Capital accounts track contributions from, distributions of earnings to, and drawings of owners or others with financial interests in a business entity. They can be adapted to suit any type of entity, including sole proprietors, partnerships, companies, trusts, and funds.

In the Capital Accounts tab, click New to define a member or owner of a capital account:

  • Name is the owner of the capital account.
  • Code is optional and can be any alphanumeric entry.
  • Control Account leave it empty to use default.
  • Starting balance fields appear if a start date has been set, allowing capital account balances to be migrated from prior accounting systems. The dropdown menu allows a choice of whether the capital account owner has Paid in advance (a credit balance) or there is an an Amount to pay by the business (a debit balance).

Click Create to save.

Sole proprietorships require only a single capital account. Partnerships require a capital account for each partner. Trusts require one for each beneficiary. Funds require a capital account for each member. Repeat the process described until all capital accounts have been established:

If capital account members leave the company, they cannot simply be deleted, because there are transactions that reference them. Instead, make them inactive by editing them and checking the Inactive box:

Inactive members appear in gray at the Capital Accounts list.
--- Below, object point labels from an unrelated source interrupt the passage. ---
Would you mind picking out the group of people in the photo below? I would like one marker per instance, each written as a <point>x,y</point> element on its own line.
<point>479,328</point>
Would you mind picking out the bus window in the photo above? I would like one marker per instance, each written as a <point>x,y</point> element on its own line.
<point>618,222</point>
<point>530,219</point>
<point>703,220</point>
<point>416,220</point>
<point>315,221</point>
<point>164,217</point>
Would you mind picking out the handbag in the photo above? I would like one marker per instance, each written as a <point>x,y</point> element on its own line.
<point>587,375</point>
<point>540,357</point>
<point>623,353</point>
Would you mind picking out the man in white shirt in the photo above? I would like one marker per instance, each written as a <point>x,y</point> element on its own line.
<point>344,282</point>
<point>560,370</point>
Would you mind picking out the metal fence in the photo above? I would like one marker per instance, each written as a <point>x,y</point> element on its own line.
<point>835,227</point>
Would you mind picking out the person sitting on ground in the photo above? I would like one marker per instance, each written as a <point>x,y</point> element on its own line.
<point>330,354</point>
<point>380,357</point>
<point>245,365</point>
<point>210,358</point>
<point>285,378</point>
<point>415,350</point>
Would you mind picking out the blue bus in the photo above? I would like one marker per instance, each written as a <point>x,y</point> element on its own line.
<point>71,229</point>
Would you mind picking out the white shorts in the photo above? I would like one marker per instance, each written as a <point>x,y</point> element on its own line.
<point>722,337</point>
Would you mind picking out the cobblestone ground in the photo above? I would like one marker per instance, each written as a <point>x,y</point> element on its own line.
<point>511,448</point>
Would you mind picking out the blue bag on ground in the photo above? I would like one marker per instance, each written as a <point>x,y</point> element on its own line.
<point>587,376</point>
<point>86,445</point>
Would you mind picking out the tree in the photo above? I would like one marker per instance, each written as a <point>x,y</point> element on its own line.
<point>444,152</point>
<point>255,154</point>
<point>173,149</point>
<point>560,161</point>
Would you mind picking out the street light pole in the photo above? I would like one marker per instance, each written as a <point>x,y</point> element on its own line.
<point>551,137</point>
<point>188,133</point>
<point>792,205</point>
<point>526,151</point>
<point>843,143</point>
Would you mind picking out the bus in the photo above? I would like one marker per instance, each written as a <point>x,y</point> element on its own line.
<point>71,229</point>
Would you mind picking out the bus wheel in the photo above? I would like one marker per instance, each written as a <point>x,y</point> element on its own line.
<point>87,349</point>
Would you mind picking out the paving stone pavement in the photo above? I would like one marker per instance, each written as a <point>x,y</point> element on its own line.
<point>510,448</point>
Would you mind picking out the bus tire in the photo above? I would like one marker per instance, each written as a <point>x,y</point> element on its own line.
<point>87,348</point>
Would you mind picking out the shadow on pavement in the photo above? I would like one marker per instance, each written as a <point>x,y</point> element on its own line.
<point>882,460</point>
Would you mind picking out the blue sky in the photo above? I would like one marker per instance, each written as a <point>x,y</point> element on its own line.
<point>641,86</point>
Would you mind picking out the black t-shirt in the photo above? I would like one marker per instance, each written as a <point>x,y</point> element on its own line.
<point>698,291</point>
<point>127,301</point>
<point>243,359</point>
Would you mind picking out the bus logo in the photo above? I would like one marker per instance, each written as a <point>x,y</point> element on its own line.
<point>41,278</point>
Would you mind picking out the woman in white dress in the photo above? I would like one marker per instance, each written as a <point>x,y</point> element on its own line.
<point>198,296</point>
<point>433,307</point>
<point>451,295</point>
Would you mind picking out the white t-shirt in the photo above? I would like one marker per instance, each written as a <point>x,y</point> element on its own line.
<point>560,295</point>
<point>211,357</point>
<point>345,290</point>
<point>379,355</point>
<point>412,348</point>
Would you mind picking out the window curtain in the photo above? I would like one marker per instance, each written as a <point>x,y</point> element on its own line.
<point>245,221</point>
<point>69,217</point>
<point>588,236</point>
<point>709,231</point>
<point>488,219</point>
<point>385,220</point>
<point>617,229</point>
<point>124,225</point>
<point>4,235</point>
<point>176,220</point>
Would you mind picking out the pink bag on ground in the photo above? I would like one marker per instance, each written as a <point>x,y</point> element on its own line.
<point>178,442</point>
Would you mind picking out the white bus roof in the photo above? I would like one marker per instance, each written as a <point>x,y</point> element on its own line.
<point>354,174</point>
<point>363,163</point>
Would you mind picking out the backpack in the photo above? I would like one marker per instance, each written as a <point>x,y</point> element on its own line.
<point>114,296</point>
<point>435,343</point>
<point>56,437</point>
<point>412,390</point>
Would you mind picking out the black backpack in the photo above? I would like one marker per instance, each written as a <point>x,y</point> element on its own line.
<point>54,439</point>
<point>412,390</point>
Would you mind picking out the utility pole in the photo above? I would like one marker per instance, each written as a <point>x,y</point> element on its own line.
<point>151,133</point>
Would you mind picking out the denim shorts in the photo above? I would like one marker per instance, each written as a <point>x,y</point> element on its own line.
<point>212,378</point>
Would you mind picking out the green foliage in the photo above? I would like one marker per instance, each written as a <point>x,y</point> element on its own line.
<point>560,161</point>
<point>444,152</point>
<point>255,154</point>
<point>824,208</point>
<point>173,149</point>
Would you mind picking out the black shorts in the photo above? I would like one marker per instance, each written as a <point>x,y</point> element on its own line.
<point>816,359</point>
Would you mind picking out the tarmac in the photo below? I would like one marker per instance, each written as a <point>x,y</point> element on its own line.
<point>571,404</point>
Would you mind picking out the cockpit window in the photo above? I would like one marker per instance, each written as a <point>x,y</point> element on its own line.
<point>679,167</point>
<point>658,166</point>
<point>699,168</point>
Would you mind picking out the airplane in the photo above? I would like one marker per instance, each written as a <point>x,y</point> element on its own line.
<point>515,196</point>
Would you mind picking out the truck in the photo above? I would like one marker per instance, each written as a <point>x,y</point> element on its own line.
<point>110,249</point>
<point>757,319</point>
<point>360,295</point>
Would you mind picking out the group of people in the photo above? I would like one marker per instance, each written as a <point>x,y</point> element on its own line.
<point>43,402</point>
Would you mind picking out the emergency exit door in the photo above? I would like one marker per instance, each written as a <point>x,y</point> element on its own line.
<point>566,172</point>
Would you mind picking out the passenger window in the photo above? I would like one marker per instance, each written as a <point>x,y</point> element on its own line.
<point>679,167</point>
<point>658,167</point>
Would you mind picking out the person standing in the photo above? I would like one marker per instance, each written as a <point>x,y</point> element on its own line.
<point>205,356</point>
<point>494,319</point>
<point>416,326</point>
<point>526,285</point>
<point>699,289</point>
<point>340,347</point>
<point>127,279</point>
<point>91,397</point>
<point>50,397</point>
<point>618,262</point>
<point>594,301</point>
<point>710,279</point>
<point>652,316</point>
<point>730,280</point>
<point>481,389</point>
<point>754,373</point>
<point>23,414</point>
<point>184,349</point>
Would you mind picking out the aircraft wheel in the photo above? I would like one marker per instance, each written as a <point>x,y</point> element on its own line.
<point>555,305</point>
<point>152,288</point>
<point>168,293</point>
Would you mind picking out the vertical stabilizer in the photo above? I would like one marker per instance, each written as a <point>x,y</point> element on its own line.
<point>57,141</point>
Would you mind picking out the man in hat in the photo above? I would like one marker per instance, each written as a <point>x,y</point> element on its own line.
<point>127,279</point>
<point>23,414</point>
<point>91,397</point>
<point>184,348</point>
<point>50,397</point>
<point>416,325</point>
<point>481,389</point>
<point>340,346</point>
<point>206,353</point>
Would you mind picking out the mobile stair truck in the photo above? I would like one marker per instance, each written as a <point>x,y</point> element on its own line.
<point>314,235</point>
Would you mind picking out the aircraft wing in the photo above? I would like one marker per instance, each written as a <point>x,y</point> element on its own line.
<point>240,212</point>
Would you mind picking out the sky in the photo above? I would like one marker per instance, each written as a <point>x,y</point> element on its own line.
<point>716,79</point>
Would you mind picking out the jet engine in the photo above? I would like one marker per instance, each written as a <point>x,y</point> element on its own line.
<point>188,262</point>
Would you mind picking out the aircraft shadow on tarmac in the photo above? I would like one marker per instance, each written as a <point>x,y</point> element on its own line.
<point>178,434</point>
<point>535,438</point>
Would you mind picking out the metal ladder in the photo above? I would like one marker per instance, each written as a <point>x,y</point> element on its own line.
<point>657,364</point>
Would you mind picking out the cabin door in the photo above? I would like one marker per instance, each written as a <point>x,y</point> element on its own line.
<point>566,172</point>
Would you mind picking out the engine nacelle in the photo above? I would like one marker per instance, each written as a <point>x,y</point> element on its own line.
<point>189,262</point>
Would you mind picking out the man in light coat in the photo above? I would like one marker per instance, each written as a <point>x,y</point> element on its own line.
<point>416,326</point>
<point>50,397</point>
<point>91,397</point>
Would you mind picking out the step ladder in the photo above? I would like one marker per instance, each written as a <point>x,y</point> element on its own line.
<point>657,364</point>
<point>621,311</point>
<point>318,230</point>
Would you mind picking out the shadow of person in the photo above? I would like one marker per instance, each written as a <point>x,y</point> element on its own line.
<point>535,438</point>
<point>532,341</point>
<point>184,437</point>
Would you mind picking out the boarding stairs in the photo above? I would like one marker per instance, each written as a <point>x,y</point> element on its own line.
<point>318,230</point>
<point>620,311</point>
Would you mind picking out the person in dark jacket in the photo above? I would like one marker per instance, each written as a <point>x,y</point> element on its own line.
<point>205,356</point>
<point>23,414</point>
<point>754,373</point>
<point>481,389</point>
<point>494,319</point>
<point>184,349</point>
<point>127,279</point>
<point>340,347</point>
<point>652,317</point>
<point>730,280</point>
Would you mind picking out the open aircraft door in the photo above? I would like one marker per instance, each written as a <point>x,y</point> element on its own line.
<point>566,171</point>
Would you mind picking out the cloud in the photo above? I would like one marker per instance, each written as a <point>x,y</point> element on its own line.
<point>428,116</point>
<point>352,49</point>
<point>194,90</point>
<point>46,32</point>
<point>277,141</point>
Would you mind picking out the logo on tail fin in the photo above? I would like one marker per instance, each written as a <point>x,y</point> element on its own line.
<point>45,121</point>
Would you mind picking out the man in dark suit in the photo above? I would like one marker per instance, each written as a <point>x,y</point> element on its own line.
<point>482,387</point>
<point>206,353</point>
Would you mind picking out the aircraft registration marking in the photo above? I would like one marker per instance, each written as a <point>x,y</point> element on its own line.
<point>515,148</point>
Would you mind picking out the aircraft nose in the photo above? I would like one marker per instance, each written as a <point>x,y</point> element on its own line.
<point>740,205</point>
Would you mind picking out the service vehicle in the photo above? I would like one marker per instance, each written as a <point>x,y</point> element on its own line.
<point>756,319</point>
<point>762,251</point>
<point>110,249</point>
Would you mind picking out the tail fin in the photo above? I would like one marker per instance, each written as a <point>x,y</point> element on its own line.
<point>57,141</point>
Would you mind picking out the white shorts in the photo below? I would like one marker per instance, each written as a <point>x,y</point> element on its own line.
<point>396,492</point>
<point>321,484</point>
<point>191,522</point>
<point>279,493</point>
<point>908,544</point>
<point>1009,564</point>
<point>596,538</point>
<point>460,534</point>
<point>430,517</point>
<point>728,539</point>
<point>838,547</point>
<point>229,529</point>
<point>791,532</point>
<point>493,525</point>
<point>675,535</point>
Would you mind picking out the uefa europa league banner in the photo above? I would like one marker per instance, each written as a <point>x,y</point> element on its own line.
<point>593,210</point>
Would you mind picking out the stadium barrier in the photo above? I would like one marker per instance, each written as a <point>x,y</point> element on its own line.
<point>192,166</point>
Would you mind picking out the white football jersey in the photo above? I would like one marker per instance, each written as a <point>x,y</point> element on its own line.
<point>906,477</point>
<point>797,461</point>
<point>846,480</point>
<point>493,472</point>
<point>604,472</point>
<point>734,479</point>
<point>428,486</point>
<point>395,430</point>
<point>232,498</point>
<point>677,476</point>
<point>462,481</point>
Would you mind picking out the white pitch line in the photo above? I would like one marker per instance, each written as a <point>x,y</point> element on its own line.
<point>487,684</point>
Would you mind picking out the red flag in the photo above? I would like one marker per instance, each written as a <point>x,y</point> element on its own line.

They can be reactivated again any time.

By default, all capital accounts are combined as Capital accounts in the Equity section of the Balance Sheet:

Sometimes, it is necessary to rename the account. For example, if the business operates as a sole proprietorship, the account can be renamed as Owner’s equity. Click edit under Chart of Accounts. The new name will show, but the default name will be visible in the Settings tab:

Note
In some situations, sole proprietors need not add the complexity of capital accounts to their business records. See Simplify equity accounting for sole traders / proprietors for a discussion of a simpler approach to equity accounting.

Sole proprietors and partnerships are unincorporated, meaning they have no shareholders. Their capital accounts can be set up as described in this Guide. But companies or corporations (terminology varies in different jurisdictions), trusts, and funds are separate legal entities. Depending on the legal structure of a business, it may be nessessary to change the classification of Capital accounts from Equity to Assets if they have debit balances or Liabilities if they have credit balances. When in doubt, consult with a local accountant to be sure.